Monique Adams and her board of directors launched 757 Angels in 2015. They saw a need for change in the economy after realizing that Virginia had the third lowest growth rate in the country in 2013 with 30,000 fewer jobs compared with 2007. In addition, 41 percent of the Coastal Virginia economy is dependent on military spending—with the potential of further sequestration cuts—and is ranked 302 out of 382 metropolitan areas in employment growth since the end of the “Great Recession.” Further, in the second quarter of 2014, Coastal Virginia ranked 99 out of 100 in overall economic performance.
Adams is uniquely qualified to lead 757 Angels with an extensive financial services background with senior finance positions at both the Bank of America in Norfolk and JP Morgan Chase in New York City and Los Angeles. Her educational background includes an undergraduate degree from the University of Southern California.
Tell us about 757 Angels.
757 Angels connects startups and early stage companies to smart capital. Over the past two and a half years, 757 Angels has grown to 117 members and is one of the most active angel groups in the southeast. Through our networks, 757 Angels has invested over $20 million into 12 companies, with the vast majority of the funding being for Coastal Virginia companies.
How would you describe your leadership style?
I have always considered myself a worker first rather than a leader. I want to set the example, to be in the trenches, to put in the time it takes to be successful. In my case, leadership isn’t about having a large staff but rather in trying to bring together the many organizations, cities, companies and universities in our area to help propel our entrepreneurial ecosystem. Of course, that should lead to more great companies applying for funding from 757 Angels, but it also makes our area more likely to achieve its highest potential. My leadership style is to appreciate and respect that it takes a team to win. And I have been very fortunate to learn from some great mentors like Paul Hirschbiel, John Paris and Dubby Wynne.
What do you think makes you a successful leader?

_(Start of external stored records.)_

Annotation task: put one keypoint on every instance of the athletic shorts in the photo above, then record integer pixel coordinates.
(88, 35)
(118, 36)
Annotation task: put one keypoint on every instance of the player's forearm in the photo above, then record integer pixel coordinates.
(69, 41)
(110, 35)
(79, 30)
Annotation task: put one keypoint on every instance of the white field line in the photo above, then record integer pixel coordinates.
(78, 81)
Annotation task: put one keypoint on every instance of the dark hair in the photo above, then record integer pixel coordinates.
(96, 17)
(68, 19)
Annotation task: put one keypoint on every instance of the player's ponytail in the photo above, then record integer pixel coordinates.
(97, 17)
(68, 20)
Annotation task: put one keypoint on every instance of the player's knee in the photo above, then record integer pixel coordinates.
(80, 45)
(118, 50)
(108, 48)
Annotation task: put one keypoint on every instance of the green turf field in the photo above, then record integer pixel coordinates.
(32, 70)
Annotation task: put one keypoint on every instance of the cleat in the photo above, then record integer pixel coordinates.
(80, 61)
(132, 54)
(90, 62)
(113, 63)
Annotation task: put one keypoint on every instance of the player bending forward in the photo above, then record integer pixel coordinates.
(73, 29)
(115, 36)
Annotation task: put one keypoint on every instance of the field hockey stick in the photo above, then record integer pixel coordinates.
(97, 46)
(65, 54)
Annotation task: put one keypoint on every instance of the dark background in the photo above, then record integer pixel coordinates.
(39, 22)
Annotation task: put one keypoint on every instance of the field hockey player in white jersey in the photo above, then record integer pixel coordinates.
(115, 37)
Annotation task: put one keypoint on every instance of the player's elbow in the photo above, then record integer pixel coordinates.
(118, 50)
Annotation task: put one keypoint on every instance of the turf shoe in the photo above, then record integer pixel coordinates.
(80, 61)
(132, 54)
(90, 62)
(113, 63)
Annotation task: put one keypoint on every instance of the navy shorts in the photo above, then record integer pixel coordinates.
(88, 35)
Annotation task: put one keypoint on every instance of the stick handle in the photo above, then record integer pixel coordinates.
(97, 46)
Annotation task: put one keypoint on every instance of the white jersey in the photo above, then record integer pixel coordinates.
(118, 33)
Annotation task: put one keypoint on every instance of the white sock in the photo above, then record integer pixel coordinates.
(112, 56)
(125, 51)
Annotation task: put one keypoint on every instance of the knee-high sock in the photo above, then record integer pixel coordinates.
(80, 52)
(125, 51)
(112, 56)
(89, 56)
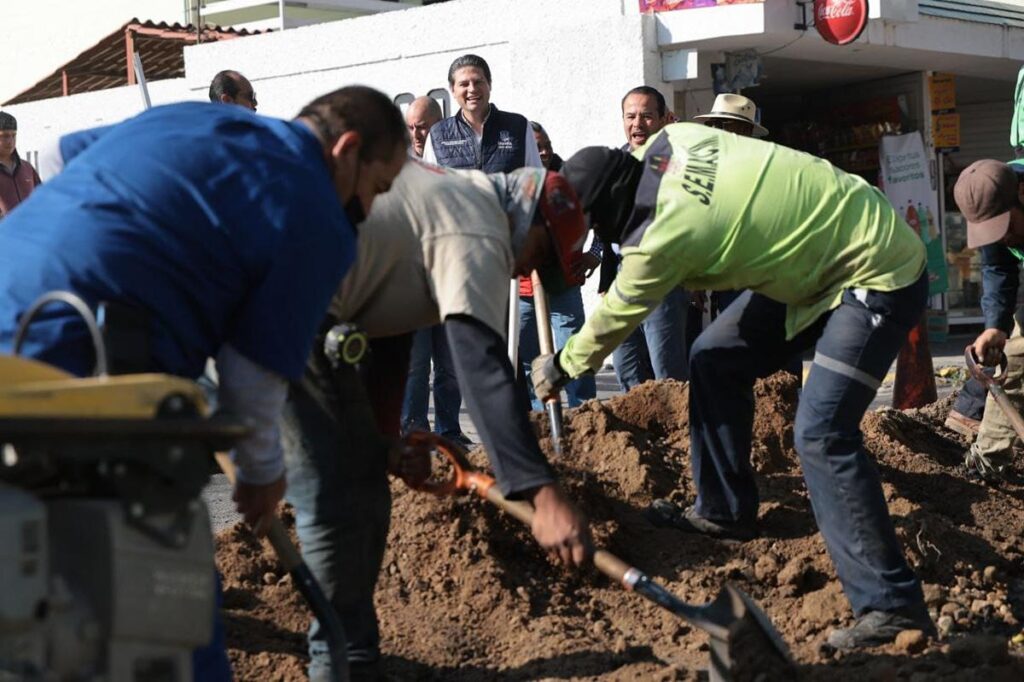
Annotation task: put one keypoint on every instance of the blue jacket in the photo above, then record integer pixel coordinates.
(503, 147)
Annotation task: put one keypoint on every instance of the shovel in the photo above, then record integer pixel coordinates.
(553, 405)
(744, 645)
(304, 582)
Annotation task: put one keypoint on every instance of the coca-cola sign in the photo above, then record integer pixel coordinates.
(840, 22)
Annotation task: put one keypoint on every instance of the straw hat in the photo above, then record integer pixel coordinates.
(736, 108)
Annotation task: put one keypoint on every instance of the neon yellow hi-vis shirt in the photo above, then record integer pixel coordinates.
(717, 211)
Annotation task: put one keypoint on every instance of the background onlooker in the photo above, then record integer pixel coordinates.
(479, 135)
(230, 87)
(656, 349)
(429, 344)
(565, 307)
(17, 177)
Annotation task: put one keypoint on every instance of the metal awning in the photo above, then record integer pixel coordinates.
(975, 10)
(109, 62)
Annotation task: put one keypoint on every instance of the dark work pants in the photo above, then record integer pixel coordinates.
(337, 481)
(431, 344)
(855, 345)
(655, 349)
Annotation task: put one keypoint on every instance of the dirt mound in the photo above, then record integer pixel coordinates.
(465, 594)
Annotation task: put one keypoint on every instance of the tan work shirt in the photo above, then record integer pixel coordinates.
(437, 244)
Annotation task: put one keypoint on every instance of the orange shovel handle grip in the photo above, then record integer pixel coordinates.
(463, 479)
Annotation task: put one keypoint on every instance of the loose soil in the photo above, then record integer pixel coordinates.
(465, 594)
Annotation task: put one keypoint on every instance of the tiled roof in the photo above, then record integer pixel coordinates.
(108, 64)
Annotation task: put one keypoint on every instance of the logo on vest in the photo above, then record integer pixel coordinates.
(505, 140)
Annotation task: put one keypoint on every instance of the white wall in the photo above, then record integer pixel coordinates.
(42, 35)
(40, 123)
(564, 64)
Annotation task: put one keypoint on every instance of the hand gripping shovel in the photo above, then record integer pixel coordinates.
(304, 582)
(993, 383)
(743, 643)
(543, 315)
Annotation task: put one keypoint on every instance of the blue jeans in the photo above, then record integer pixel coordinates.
(655, 349)
(337, 481)
(427, 344)
(210, 663)
(855, 344)
(566, 320)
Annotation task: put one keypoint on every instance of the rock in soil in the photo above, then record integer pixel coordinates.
(471, 597)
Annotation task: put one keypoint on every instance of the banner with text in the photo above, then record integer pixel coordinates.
(907, 183)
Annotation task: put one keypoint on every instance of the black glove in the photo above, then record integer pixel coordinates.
(548, 376)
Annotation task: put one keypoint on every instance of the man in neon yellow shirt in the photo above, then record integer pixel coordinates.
(827, 263)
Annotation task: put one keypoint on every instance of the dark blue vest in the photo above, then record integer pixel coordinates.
(503, 148)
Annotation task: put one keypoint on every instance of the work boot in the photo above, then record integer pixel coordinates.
(877, 628)
(962, 424)
(664, 513)
(460, 438)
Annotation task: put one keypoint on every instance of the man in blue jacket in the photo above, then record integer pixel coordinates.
(479, 137)
(224, 232)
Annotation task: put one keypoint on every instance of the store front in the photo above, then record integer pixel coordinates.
(948, 78)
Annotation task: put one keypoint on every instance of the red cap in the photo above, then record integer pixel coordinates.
(563, 217)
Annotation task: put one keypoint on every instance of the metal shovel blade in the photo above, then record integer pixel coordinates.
(744, 645)
(752, 648)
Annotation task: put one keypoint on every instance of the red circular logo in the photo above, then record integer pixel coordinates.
(840, 22)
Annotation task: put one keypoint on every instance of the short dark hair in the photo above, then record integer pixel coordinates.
(649, 92)
(225, 83)
(469, 60)
(364, 110)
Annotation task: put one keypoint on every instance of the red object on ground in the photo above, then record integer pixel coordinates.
(914, 385)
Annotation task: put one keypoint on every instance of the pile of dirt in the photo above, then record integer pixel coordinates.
(465, 594)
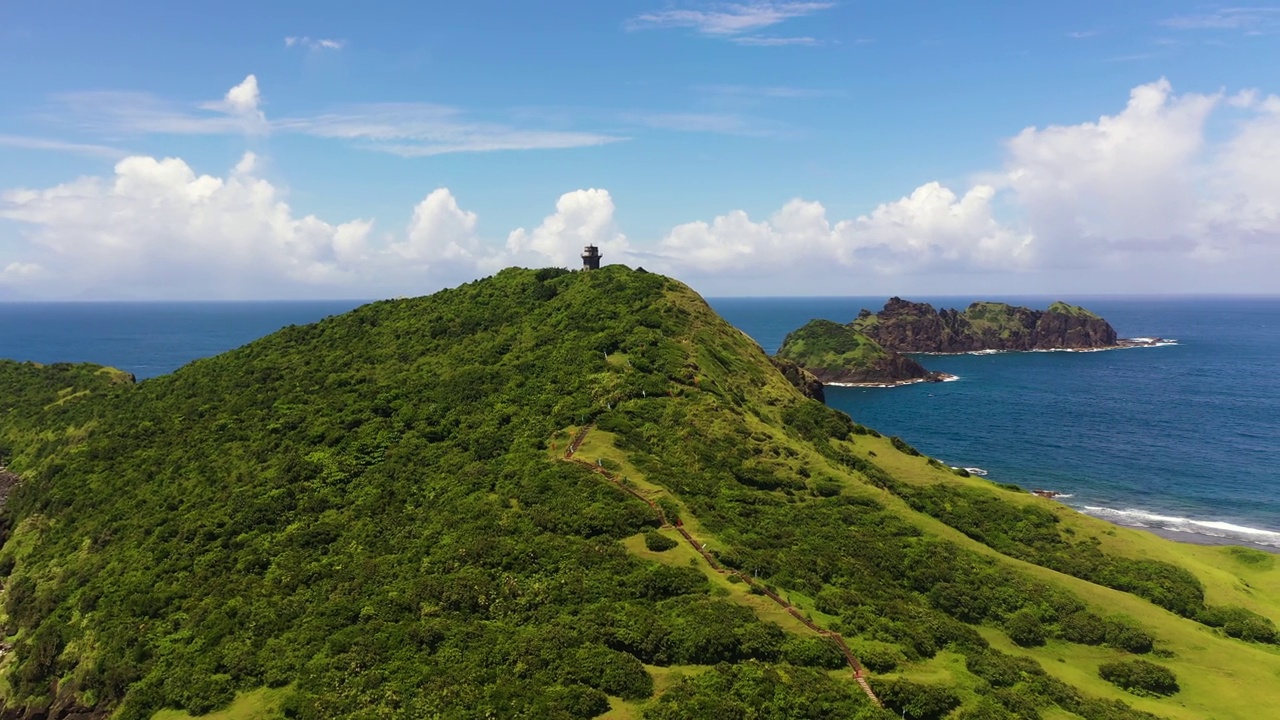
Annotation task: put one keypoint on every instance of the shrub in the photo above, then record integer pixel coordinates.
(611, 671)
(1124, 633)
(1240, 623)
(1084, 628)
(877, 656)
(999, 669)
(1025, 628)
(826, 488)
(901, 445)
(658, 542)
(1139, 677)
(915, 700)
(670, 509)
(812, 652)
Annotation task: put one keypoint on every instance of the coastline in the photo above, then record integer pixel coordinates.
(936, 378)
(1124, 343)
(1197, 538)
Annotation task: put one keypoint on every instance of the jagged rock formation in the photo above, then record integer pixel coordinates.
(917, 327)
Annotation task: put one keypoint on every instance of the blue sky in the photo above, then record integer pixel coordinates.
(159, 150)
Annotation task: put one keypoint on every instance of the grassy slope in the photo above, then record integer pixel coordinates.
(1073, 310)
(831, 346)
(257, 705)
(1211, 668)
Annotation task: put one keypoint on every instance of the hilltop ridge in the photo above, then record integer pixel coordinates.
(371, 516)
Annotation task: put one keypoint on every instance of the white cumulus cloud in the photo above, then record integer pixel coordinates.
(928, 227)
(156, 228)
(581, 218)
(1148, 180)
(314, 42)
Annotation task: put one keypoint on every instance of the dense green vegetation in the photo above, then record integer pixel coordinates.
(1033, 534)
(839, 354)
(369, 515)
(1139, 677)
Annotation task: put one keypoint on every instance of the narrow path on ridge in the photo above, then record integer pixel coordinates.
(859, 671)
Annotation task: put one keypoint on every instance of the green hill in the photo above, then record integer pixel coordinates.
(373, 516)
(839, 354)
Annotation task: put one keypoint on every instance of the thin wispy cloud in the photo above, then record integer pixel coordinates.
(314, 42)
(26, 142)
(414, 130)
(1251, 21)
(737, 22)
(141, 113)
(773, 41)
(767, 91)
(711, 123)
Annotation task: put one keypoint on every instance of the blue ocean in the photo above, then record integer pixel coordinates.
(1182, 438)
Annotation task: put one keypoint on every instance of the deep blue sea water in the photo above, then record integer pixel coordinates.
(1183, 438)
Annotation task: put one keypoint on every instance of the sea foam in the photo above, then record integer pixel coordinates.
(1211, 528)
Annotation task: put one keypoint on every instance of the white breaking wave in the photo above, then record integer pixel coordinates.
(1212, 528)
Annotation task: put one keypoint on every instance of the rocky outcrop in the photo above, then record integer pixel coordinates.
(803, 379)
(917, 327)
(837, 354)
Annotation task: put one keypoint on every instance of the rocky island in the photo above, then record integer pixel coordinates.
(869, 351)
(566, 496)
(917, 327)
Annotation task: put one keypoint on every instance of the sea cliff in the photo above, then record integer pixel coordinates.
(917, 327)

Vision, passion, commitment, intensity and perseverance come to mind. We all face so many obstacles and challenges. But when you believe in what you are doing and know that people are counting on you, you have a little more fuel to knock down walls.
Do you subscribe to the idea that leaders are born or that they are developed?
I believe they are developed. Certainly some people are born with qualities that help them be a leader, but we all know people who squander some of their potential. I think it is up to all of us to look for mentors and other leaders as examples to follow. Most of them started from nothing and just had the sheer determination to make a difference.
What about for middle managers that are looking to move up?
Leadership isn’t defined by your title. I have seen leadership by people at all levels of organizations. Your company can only be at its best when you are at your best. What you do won’t always be noticed or appreciated. But you need to do what you do to meet your own internal standards of excellence, and then most times, in my experience, very good things will happen for you.